On top of that, personally, I saw plenty of evidence for a clearly biased approach, even despite them claiming otherwise. Why won’t they claim it, after all?
I’m not buying their devices after Nexus 5X and 6P disaster. Even despite my own devices did not boot loop. I mean buying them new and using them as my primary phone. Buying a used Pixel for $50, yeah, I might. So if it’ll face some weird hardware issue, I’m not going to be disappointed. I had zero issues (hardware-wise) with so many years of iPhones.
These days all that looks very depressing. The new redesign from Apple, and now this. I was actually thinking about maybe I’d like to give Pixels another chance. If buying used, I can play that lottery after all. But having no custom ROM option basically leaves me as miserable as with Apple: either take it as it is or leave.
Okay, am I the only one who didn’t know that (apparently) the next iOS version is going to be 26, not 19?
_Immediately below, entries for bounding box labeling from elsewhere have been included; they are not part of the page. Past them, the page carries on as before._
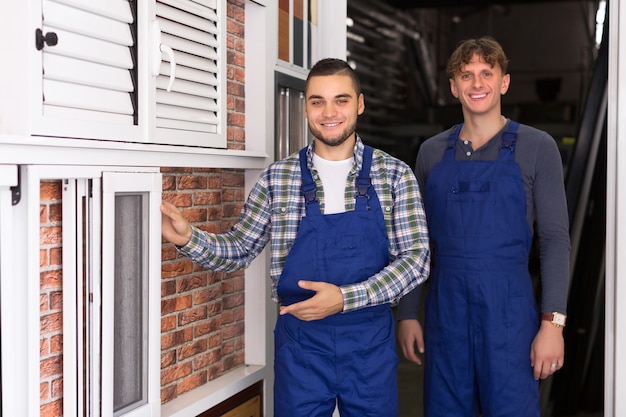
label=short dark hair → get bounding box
[304,58,361,96]
[446,36,509,78]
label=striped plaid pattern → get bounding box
[180,138,430,311]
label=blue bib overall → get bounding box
[424,121,539,417]
[274,146,398,417]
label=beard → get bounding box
[309,118,356,146]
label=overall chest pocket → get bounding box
[446,181,498,237]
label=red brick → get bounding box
[178,306,207,326]
[39,226,63,245]
[161,327,193,349]
[39,355,63,378]
[39,181,62,201]
[161,362,193,385]
[178,371,207,395]
[39,313,63,333]
[177,339,207,361]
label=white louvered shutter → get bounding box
[42,0,137,127]
[151,0,226,148]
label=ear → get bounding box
[450,78,459,98]
[500,74,511,95]
[357,93,365,116]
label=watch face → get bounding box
[552,313,565,326]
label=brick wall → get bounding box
[161,0,246,403]
[39,181,63,417]
[40,0,245,417]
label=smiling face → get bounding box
[305,75,365,153]
[450,53,511,116]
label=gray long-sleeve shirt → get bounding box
[397,118,570,320]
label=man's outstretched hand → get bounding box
[161,200,191,246]
[280,281,343,321]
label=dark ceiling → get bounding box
[386,0,592,9]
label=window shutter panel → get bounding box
[155,0,226,148]
[42,0,137,125]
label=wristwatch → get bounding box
[541,311,567,327]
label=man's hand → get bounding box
[530,321,565,379]
[398,320,424,365]
[280,281,343,321]
[161,201,191,246]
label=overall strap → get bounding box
[299,146,321,215]
[355,145,374,210]
[498,120,519,159]
[442,123,463,162]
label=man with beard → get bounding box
[161,58,430,417]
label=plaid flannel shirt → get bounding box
[179,137,430,311]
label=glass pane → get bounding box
[113,194,148,415]
[293,0,305,67]
[278,0,290,62]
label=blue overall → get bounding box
[424,121,539,417]
[274,146,398,417]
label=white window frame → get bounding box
[0,165,161,417]
[101,171,162,417]
[604,1,626,416]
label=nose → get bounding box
[322,102,337,117]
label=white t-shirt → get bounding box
[313,154,354,214]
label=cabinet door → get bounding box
[30,0,226,148]
[153,0,226,148]
[31,0,141,142]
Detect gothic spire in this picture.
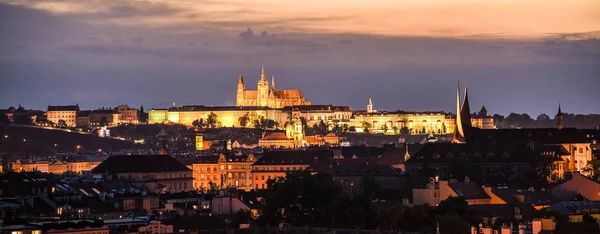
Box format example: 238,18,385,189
271,75,275,90
238,73,244,86
460,82,471,127
452,81,465,143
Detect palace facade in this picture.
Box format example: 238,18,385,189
235,66,311,108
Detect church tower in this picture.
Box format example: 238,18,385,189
256,66,269,106
555,103,563,130
452,84,465,143
235,74,246,106
460,83,472,128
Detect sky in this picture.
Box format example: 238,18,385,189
0,0,600,115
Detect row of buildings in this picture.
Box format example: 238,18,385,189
46,105,140,127
148,67,495,134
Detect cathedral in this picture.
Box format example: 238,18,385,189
235,66,311,108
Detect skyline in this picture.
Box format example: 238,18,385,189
0,0,600,116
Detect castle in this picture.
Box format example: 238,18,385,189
235,66,311,108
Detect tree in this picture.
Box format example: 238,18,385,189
56,119,67,128
581,214,597,223
362,121,371,133
229,210,254,229
206,112,217,128
400,127,410,135
583,158,600,181
238,113,250,127
381,123,389,134
99,116,107,127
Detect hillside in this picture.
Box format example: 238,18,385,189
0,125,143,153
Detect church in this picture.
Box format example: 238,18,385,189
235,66,311,108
I assume, they’ll start following a year of release both for macOS and iOS, so it would be easier to know for non-techies. But my first reaction was ‘em, 8 years into the future? Looks weird, isn’t it? Maybe that’s some kind of a joke.’
To be fair, the news didn't get a ton of interest here last week:
Apple is reportedly going to rename all of its operating systems (theverge.com)
13 points by thesuperbigfrog 7 days ago | 7 comments
> Instead of just notching up the version number, Apple will instead mark them by year. However, the numbers will apparently align with the year after the one the update is actually released in, similar to cars. That means that the next big iOS update will be iOS 26 instead of iOS 19.
It will continue to be yearly but now all the OS numbers will be the same (the most important part) and require little inside knowledge to know if it's new or old (only a geek would know that iOS 15 was released in 2024 for instance, the new method will be more like car model years).
Nobody knows yet, it's just a rumour. But year-based versioning makes sense as these products continue to develop and the version numbers get higher. Even as an iOS developer, I've lost track of the phone versions at this point. Year-based versioning would be so much easier. Saying that I hope it's "iOS '26" and not "iOS 26".
We had Windows 2000 :) I look forward to Window 95 (v2) in 70 years. Number versioning is fine until you are releasing a new OS every year. Same with the phones. It's just too hard to keep track of at a certain point for consumers. yyyy.mm.dd style versioning is much better when you're releasing at the rate companies do these days imo.